The thing is though, if you are reading this guide (meaning you’re a beginner) you probably won’t have the technical skills and resources to personally get your own Apache HTTP Server up and running. It would be much easier for someone else to do it.

There are a lot of good resources for picking out the company that will ultimately host your website. While you are doing your research, keep in mind some of these keywords:

  • Bandwidth – This is how much data flows to your visitors. If you plan on having lots of images, files, or movies on your website, bandwidth becomes important.  Many web hosts advertise “unlimited” bandwidth. There is no such thing as unlimited bandwidth, but instead the company will hope you never notice or push up against the limit.

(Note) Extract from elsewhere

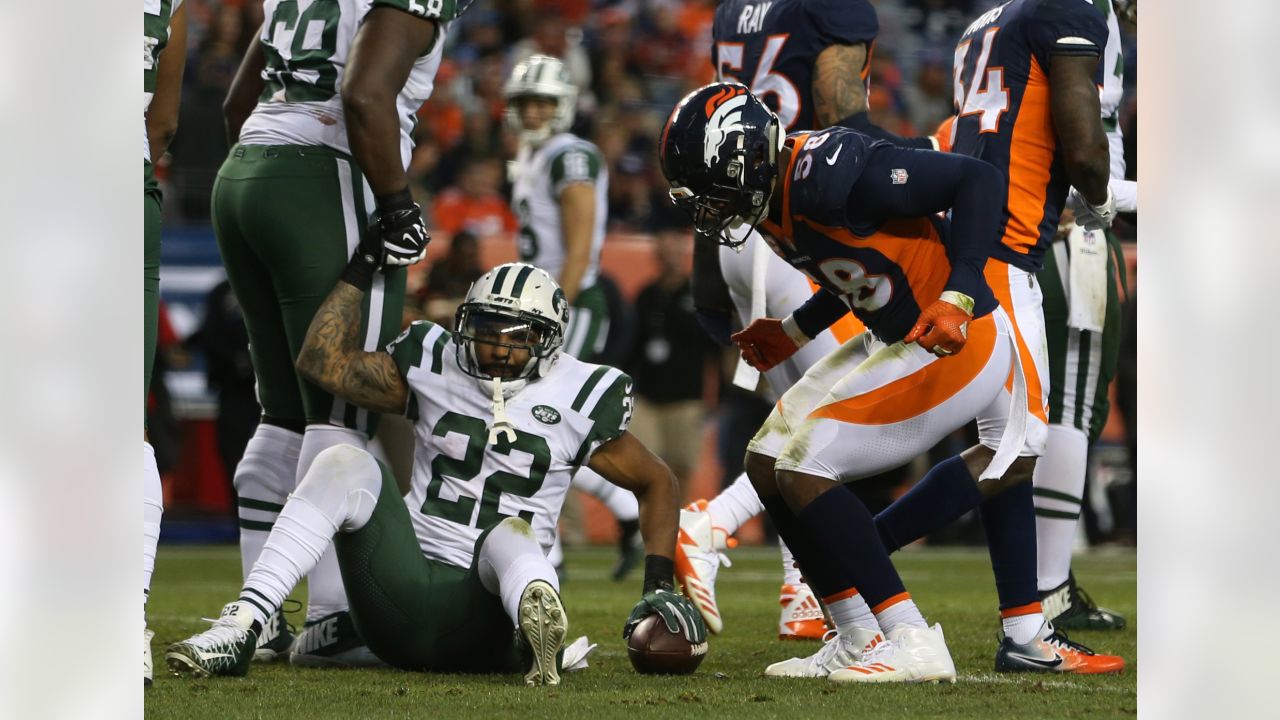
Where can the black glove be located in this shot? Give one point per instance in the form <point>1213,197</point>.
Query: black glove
<point>676,611</point>
<point>398,236</point>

  • Disk space – This is how much data is on your website. If you plan on having images, files, or movies, keep in mind that they take up a lot of space. Again, there isn’t really anything such as unlimited disk space. If you plan on backing up your personal hard drive onto your web host’s disk space, they’ll likely make the transfer so painfully slow that you’ll give up.
  • Uptime – This is how frequently the web server will stay on. Ideally this number should be 100% (always on). Many companies advertise 99.999% uptime, which is some statistic that is likely made up. The best way to determine how true this claim is is to ask current customers. Check the company blogs and twitter and look at customers’ comments. Are they happy?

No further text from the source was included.